Человеческие силы имеют свой предел, и именно на этом пределе действуют в бою солдаты, на каких бы языках они не говорили.

Что ж с того, что Восточный фронт протянулся от Северного до Черного моря и перемолол миллионы жизней, а Западный оказался разорванным на десятки очагов и погубил «всего-навсего» несколько сот тысяч?

Ко мы по-прежнему надуваем щеки и считаем «свою» войну настоящей и серьезной, а войну, которую вели наши союзники, — нет.

Один мой знакомый однажды сделал интересное наблюдение, смысл которого сводился к следующему: «Советская Армия только при штурме Берлина потеряла людей больше, чем Англия за всю войну. И русские, и англичане до сих пор гордятся этим фактом».

Я не знаю ни одной страны, кроме своей, которая считала бы огромные потери основанием для гордости, а не для скорби и признания своих ошибок.

Бесспорно, бои именно на Восточном фронте предопределили поражение Германии. Вне всякого сомнения именно Советская Армия оказалась сильнейшей. Но это не дает нам никакого права относиться пренебрежительно к английским, американским, канадским, австралийским, новозеландским, французским, польским солдатам и матросам, офицерам и генералам. Они воевали честно.

И винить за «малый вклад в разгром германского фашизма и японского империализма» нужно не их и даже не их командование и правительства, а наших отечественных идеологов, старавшихся умолчать об этой странице Второй мировой — странице славы наших союзников.

Поэтому же не следует возмущаться невежеству западных читателей, имеющих весьма смутное представление о Восточном фронте. Они честно запомнили ту информацию, которую до них донесли их идеологи.

Тут нечему удивляться: в те годы речь шла не только о борьбе с общим врагом или о разделе территорий, а о противостояний двух систем.

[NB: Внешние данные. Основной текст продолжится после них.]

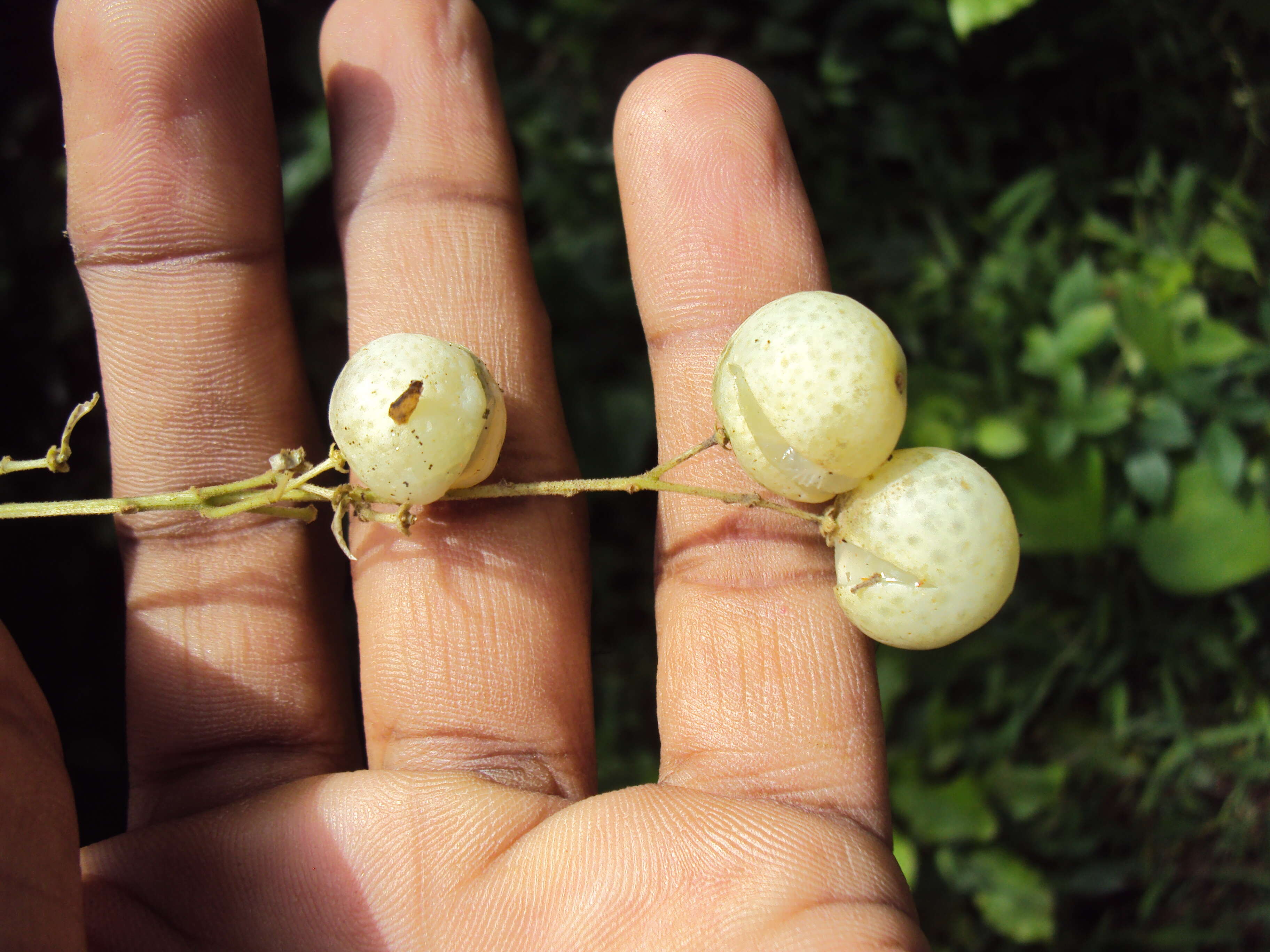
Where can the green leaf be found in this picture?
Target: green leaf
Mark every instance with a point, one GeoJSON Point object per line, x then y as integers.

Тайной за семью печатями остается планирование боевых действий между СССР и англо-американцами уже весной 1945 г. О нем можно судить лишь по крупицам той информации, которая дошла до нас в воспоминаниях ветеранов и в идеологических взаимообвинениях времен «холодной войны».

Всему миру стало известно печально-знаменитое указание Черчилля «тщательно собирать германское оружие и складывать так, чтобы его легче можно было раздать германским солдатам, с которыми нам пришлось бы сотрудничать, если бы советское наступление продолжалось».

Любопытно, но немецкие военнопленные, оказавшиеся в руках англо-американцев, вспоминали, что у них даже не отбирали оружие и в связи с этим «питали надежду, что американцы собираются использовать их в войне против русских». (Разоружение произошло только к середине мая.)

Тогда же американский генерал Джордж Паттон, командующий 7-й и 3-й армиями США потребовал включить в состав его 3-й армии дивизию СС. «На резонные замечания по поводу союзнического долга он отвечал весьма откровенно: «Какое нам дело до того, о чем думают эти большевики? Рано или поздно нам воевать с ними. Почему не теперь?»